# Make ico in Photoshop (Plugin)



## iMav (Dec 27, 2007)

*www.blogsmithmedia.com/www.downloadsquad.com/media/2007/12/icon-plugin.jpg​
out of the box, Adobe Photoshop has no option to save files as .ICO or icon files. One option is to make a bitmap (.bmp) image first and then rename it to .ico . However that creates a problem with icon backgrounds occasionally. Then there are the more expensive additives or plugins. But now you can make, edit and save icon files with Photoshop without spending a single dime using the Icon Plugin by Sibcode.
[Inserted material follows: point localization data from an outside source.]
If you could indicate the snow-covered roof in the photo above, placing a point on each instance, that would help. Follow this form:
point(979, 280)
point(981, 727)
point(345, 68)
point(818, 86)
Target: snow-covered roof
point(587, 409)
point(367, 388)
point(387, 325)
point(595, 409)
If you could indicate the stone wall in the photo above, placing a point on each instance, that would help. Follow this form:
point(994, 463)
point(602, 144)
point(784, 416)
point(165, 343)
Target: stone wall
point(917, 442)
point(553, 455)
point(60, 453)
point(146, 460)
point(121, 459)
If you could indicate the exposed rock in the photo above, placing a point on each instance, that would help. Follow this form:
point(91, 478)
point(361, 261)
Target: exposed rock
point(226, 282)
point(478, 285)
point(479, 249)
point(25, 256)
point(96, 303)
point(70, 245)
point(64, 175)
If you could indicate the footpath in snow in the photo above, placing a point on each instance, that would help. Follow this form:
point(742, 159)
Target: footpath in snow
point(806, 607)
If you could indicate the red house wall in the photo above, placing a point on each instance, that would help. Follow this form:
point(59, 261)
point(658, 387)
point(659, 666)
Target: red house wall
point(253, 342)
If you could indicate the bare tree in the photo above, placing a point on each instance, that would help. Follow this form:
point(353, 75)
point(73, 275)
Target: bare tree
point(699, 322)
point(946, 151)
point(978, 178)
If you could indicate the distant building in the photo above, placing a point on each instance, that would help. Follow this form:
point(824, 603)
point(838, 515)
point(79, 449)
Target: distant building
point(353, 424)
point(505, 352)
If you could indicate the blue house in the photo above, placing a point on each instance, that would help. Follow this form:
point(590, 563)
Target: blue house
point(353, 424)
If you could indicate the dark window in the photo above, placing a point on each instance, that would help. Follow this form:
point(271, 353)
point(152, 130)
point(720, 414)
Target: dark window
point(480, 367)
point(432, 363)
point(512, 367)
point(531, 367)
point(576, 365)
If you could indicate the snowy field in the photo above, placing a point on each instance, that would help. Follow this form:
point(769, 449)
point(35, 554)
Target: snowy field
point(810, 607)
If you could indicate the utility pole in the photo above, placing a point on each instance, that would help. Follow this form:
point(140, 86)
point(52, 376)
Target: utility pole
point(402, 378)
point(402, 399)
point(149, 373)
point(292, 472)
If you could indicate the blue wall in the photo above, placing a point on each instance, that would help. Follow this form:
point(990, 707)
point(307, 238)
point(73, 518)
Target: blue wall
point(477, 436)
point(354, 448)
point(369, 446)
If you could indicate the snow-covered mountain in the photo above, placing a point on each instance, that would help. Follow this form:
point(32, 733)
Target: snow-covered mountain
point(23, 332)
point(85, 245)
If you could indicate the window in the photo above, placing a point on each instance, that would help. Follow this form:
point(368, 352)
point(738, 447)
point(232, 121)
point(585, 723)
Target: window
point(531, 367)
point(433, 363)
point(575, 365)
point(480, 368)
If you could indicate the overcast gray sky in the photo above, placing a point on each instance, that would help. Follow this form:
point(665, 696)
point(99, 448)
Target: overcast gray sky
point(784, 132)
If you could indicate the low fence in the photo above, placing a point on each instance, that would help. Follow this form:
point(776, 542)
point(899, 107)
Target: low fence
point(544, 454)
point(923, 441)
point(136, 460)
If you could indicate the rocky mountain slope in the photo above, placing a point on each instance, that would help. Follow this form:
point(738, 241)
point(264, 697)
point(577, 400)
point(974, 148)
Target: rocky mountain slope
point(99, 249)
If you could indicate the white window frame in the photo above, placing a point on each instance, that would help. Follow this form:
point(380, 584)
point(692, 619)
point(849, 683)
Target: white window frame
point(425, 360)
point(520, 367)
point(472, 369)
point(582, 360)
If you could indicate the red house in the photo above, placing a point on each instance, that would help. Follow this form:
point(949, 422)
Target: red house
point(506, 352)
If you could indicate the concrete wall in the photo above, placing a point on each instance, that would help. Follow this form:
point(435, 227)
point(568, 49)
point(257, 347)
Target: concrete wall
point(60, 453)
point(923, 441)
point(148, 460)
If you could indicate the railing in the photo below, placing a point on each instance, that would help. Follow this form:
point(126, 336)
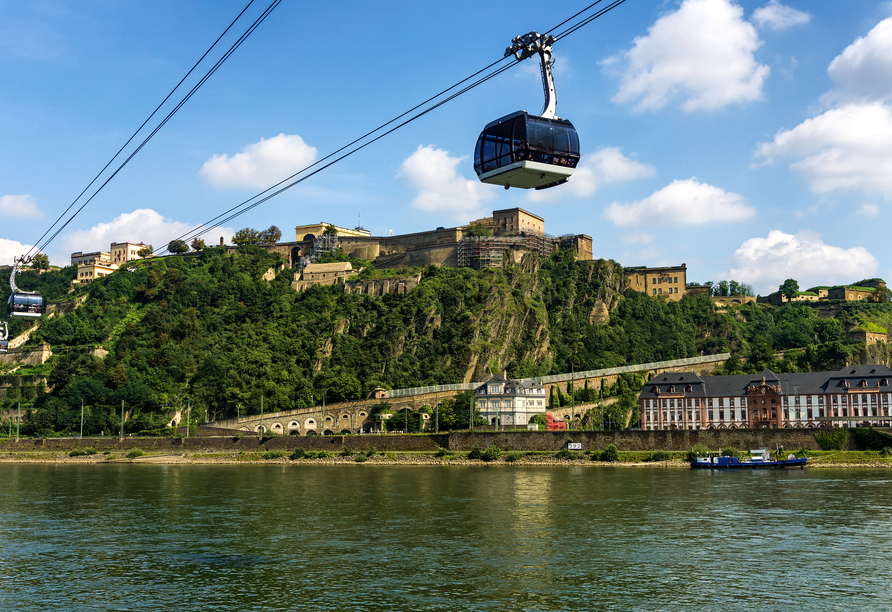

The Icon Plugin is a small (~ 700 k) Photoshop extension. it lets you export or save image files as icon or .ICO files, fully compatible with Windows XP. This plugin supports a wide range of features including multi-format icons, transparency and semi-transparency. The icons created can also be made Windows Vista compatible from the icon creation dialogue by enabling .png compression. It also supports non-standard icons of different sizes, colors and resolutions, including monochrome, 16 colors, 256 colors, 24-bit True Color, and 32-bit True Color with semi-transparency. The users also have the handy option to add/remove sub-icons from the root icon file.

*Icon Plugin *is compatible with a slew of front running image/graphics editors like Elements, AfterEffects, Premiere, PhotoDeluxe, Corel PhotoPaint, PaintShop Pro, Painter, and Photo. As for OS compatibility, for the time being, this plugin goes fine with Windows, no MAC/Linux support (sorry apple/unix boys and girls). The plugin is a freeware and comes compressed in a zip file. The installation instructions are available in a tidy "read me" file inside the package. Go on, start belching out cute icons with Photoshop today.

*Download Plugin*

Source: Download Squad


----------



## Pathik (Dec 27, 2007)

Well i used to use Paint/Irfanview to make ICOs.


----------



## vaibhavtek (Dec 27, 2007)

nice 1


----------



## Cool G5 (Dec 27, 2007)

Good.


----------



## Gigacore (Dec 27, 2007)

thanks for sharing it manan bro!


----------



## blueshift (Dec 27, 2007)

Thanks.
I used to make images in Photoshop then open it up in Microangelo and then export it to ICO.
This plugin will come in handy.


----------



## topgear (Dec 28, 2007)

Very useful
Thanks for sharing


----------